Supreme court justice Clarence Thomas must recuse himself from ruling on Donald Trump’s eligibility for the 2024 presidential election, a prominent Democrat said Sunday, warning that the leading Republican candidate is seeking to become a “political martyr” as he pursues a second presidency.
Maryland congressman Jamie Raskin was speaking ahead of the nation’s highest court stepping in to adjudicate recent state rulings in Maine and Colorado that struck the former president from the general election primaries under the US constitution’s 14th amendment insurrection clause.
Thomas, whose wife, Ginni, a hard right conservative, was a vocal proponent of Trump’s big lie that his 2020 defeat to Joe Biden was fraudulent, should stand down ahead of the supreme court hearing the case, Raskin argued. Trump’s legal challenges could begin as early as Tuesday.
Raskin led the push for Trump’s second impeachment following the deadly January 6 riot that the ex-president’s supporters staged at the US Capitol.
“Anybody looking at this in any kind of dispassionate, reasonable way would say if your wife was involved in the big lie in claiming that Donald Trump had actually won the presidential election, had been agitating for that and participating in the events leading up to January 6, that you shouldn’t be participating,” Raskin told CNN’s State of the Union.
“He absolutely should recuse himself. The question is, what do we do if he doesn’t recuse himself?”
Raskin also cautioned that Trump, the runaway favorite in the Republican primary, would inevitably try to overturn the 2024 election if he were to lose again.
“If he’s allowed to stay on the ballot, despite his clear incitement of an insurrection and attempt to overturn the results in the 2020 election, and if he loses to Joe Biden as he almost certainly would … he will feel himself a martyr and he will try to overturn the election result again,” said Raskin, who also served on the special House committee which investigated the January 6 attack.
“So I don’t think we can run scared from Donald Trump. We’ve got to enforce our constitution.”
Allies of Trump, and almost all of his primary challengers, have argued that the separate decisions in Maine and Colorado to disbar him were politically motivated. On Thursday, in an interview on Fox News, Florida’s governor Ron DeSantis said the action in Maine “opens Pandora’s box”.
Even Chris Christie, the former New Jersey governor who has accused Trump of “intolerance towards everyone”, was critical of the decision. “It makes him a martyr,” he told CNN last week. “He’s very good at playing, ‘poor me, poor me’, he’s very good at complaining. But stuff like this should be decided by the voters of the US, it should not be decided by the courts.”
New Hampshire’s Republican governor Chris Sununu was another jumping to Trump’s defense on Sunday, telling State of the Union that he believed the insurrection argument used by Maine’s secretary of state Shenna Bellows and Colorado’s supreme court to remove the former president were bogus.

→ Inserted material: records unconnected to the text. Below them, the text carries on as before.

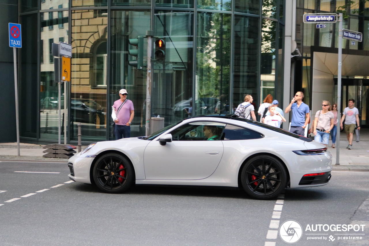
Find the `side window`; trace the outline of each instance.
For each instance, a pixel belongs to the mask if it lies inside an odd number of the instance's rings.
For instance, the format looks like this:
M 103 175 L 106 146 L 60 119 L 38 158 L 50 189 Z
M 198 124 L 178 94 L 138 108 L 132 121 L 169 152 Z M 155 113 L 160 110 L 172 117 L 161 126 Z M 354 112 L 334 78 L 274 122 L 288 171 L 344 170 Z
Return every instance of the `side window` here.
M 180 127 L 170 134 L 173 141 L 220 140 L 225 127 L 224 123 L 197 121 Z
M 261 138 L 263 136 L 262 134 L 252 130 L 227 124 L 223 133 L 222 140 L 241 140 L 256 139 Z

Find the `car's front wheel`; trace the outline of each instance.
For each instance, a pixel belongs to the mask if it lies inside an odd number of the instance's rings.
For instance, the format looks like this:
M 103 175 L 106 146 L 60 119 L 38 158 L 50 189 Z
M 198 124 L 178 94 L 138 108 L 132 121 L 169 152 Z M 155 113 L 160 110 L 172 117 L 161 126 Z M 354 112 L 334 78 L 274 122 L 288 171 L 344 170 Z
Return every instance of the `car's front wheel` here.
M 276 197 L 287 182 L 286 169 L 280 161 L 268 155 L 248 160 L 241 172 L 242 186 L 248 195 L 258 199 Z
M 128 190 L 135 181 L 135 174 L 131 162 L 122 155 L 107 153 L 95 162 L 94 180 L 97 187 L 108 193 L 121 193 Z

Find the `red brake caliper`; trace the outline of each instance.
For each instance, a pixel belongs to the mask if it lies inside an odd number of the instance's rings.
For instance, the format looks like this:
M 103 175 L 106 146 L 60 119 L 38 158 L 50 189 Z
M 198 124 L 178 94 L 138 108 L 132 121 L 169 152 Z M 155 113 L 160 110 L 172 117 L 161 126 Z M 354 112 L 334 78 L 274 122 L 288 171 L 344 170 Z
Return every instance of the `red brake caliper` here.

“If there was any validity about keeping Trump off the ballot, you’d see 48 other states trying to do the same thing,” said Sununu, who has endorsed Haley for the Republican nomination.
“I think it is very politically motivated by the Maine secretary of state, Trump should be on the ballot [and] everybody just hopes that the supreme court gets involved and overturns what Maine and Colorado are trying to do.”
Sununu also claimed, boldly, that Haley will defeat Trump in New Hampshire’s 23 January primary. An opinion poll just before Christmas placed the former South Carolina governor just four points behind Trump in the state.
“Chris Christie isn’t going to make up 30 points in the next three weeks. Nikki Haley can make up five or 10 points and give Trump that defeat that no one thought was possible, and I think that’s very likely to happen,” he said.
He did, however, concede that Haley’s failure to identify slavery as a cause of the civil war, which forced her into some furious back-pedaling in recent days, was a mistake.
“If you have to clarify an answer, you know, ‘Gee, I guess I should have answered that differently, let’s go clear it up’, so yeah, sure” it was a mistake, he said.